I don't see a link Sir.


----------



## x SF med (Mar 3, 2020)

It's like a case study, you just have to wait for the link.  If Marauder were trying to out Meme Teufel (and failing) the meme would have been there.


----------



## Marauder06 (Mar 3, 2020)

Kaldak said:


> I don't see a link Sir.



Thank  you--fixed


----------



## Brill (Mar 3, 2020)

Kaldak said:


> I don't see a link Sir.



Exactly.


----------



## Kaldak (Mar 3, 2020)

lindy said:


> Exactly.



There is one now.


----------



## BloodStripe (Mar 6, 2020)

Good deal! Hope someone from here takes advantage of this. I forwarded on to my old Platoon Commander who has helped author some recent books to hit the NYT Best Sellers list.


----------



## racing_kitty (Mar 6, 2020)

BloodStripe said:


> Good deal! Hope someone from here takes advantage of this. I forwarded on to my old Platoon Commander who has helped author some recent books to hit the NYT Best Sellers list.

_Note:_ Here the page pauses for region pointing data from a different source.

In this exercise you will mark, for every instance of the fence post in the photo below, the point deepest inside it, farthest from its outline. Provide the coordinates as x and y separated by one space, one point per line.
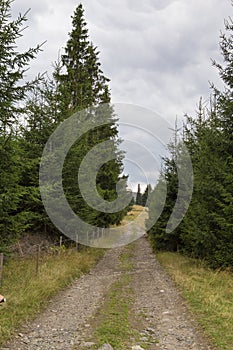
1 268
38 259
77 243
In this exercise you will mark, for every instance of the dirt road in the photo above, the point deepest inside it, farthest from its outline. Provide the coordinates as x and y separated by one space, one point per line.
158 311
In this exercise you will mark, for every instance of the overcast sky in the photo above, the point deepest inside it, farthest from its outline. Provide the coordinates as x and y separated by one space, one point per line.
157 53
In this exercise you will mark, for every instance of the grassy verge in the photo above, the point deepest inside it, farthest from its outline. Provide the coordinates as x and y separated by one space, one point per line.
28 293
209 293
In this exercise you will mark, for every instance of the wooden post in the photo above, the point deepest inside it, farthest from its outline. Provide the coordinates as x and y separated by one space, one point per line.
1 268
38 259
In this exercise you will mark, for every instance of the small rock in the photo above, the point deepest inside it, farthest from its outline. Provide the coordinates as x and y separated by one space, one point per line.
150 330
106 347
88 344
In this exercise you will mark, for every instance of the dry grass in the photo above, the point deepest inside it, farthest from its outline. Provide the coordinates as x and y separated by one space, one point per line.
209 293
27 293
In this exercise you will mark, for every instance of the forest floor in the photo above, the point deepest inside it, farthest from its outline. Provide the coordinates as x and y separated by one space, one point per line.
127 300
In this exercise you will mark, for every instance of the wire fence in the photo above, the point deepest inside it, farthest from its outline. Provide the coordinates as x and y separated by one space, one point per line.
45 248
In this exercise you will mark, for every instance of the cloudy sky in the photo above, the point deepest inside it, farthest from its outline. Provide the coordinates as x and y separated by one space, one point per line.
157 53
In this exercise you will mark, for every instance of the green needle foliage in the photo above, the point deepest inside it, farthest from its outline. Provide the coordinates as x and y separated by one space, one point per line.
206 232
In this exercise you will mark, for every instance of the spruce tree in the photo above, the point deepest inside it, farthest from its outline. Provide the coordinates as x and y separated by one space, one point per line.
82 84
13 91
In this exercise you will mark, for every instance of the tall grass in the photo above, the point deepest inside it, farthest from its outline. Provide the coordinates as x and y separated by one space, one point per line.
28 293
209 293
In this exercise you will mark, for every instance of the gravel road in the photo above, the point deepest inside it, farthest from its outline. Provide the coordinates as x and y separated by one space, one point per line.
160 310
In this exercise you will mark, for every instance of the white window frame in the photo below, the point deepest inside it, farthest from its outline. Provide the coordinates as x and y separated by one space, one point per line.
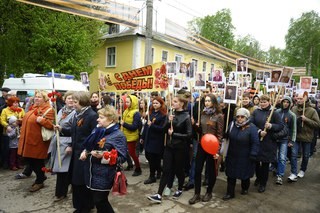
163 51
108 64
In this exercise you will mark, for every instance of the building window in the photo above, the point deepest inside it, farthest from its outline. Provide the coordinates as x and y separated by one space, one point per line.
111 56
164 57
178 59
195 62
204 66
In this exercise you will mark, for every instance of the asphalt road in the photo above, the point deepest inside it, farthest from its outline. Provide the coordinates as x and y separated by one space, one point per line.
302 196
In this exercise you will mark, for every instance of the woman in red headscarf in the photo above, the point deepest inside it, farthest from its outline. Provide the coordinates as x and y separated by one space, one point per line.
12 109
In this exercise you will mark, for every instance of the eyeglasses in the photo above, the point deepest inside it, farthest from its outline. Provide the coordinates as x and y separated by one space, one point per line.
240 116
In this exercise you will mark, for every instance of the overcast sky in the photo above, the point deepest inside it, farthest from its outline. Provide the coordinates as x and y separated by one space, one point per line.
266 20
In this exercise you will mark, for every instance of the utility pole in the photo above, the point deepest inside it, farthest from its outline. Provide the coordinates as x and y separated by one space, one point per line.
148 42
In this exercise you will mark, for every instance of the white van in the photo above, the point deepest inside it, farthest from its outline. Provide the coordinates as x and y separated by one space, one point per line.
30 82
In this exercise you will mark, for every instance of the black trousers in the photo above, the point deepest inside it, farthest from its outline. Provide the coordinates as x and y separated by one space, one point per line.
62 184
201 158
82 198
100 200
262 172
154 163
232 184
36 166
173 164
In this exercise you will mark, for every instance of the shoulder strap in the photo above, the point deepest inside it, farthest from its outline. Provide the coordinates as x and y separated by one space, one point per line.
46 112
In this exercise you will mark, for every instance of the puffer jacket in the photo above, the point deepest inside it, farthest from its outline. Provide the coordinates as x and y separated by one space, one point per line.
182 130
305 133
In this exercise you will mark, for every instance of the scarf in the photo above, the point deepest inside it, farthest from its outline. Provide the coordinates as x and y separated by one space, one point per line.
242 124
209 110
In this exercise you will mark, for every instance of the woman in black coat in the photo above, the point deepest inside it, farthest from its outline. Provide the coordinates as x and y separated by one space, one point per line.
242 152
268 147
179 132
79 128
153 137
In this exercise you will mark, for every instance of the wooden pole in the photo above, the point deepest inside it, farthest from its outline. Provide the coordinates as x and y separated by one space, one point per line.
272 110
56 121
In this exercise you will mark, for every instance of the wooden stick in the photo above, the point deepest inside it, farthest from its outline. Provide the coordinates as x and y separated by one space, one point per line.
272 110
228 113
305 94
56 121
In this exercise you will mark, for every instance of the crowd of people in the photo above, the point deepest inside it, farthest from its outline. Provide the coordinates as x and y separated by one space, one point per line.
259 136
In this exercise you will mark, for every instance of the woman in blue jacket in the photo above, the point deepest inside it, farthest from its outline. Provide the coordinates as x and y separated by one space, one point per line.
101 170
242 152
153 137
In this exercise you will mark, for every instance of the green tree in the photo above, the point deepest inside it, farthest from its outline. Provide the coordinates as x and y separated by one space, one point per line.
249 46
33 39
303 42
217 28
275 56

I’m giving it some serious thought


----------



## BloodStripe (Mar 6, 2020)

racing_kitty said:


> I’m giving it some serious thought



Please go! If it focused more on technical writing I'd be all over applying. Maybe the documentary piece is what I'd need so it would be great to get some actual feedback.


----------



## Viper1 (Mar 8, 2020)

racing_kitty said:


> I’m giving it some serious thought


Please do. There need to be more stories written by women, especially in the war genre.


----------



## Marine0311 (Mar 8, 2020)

I applied.


----------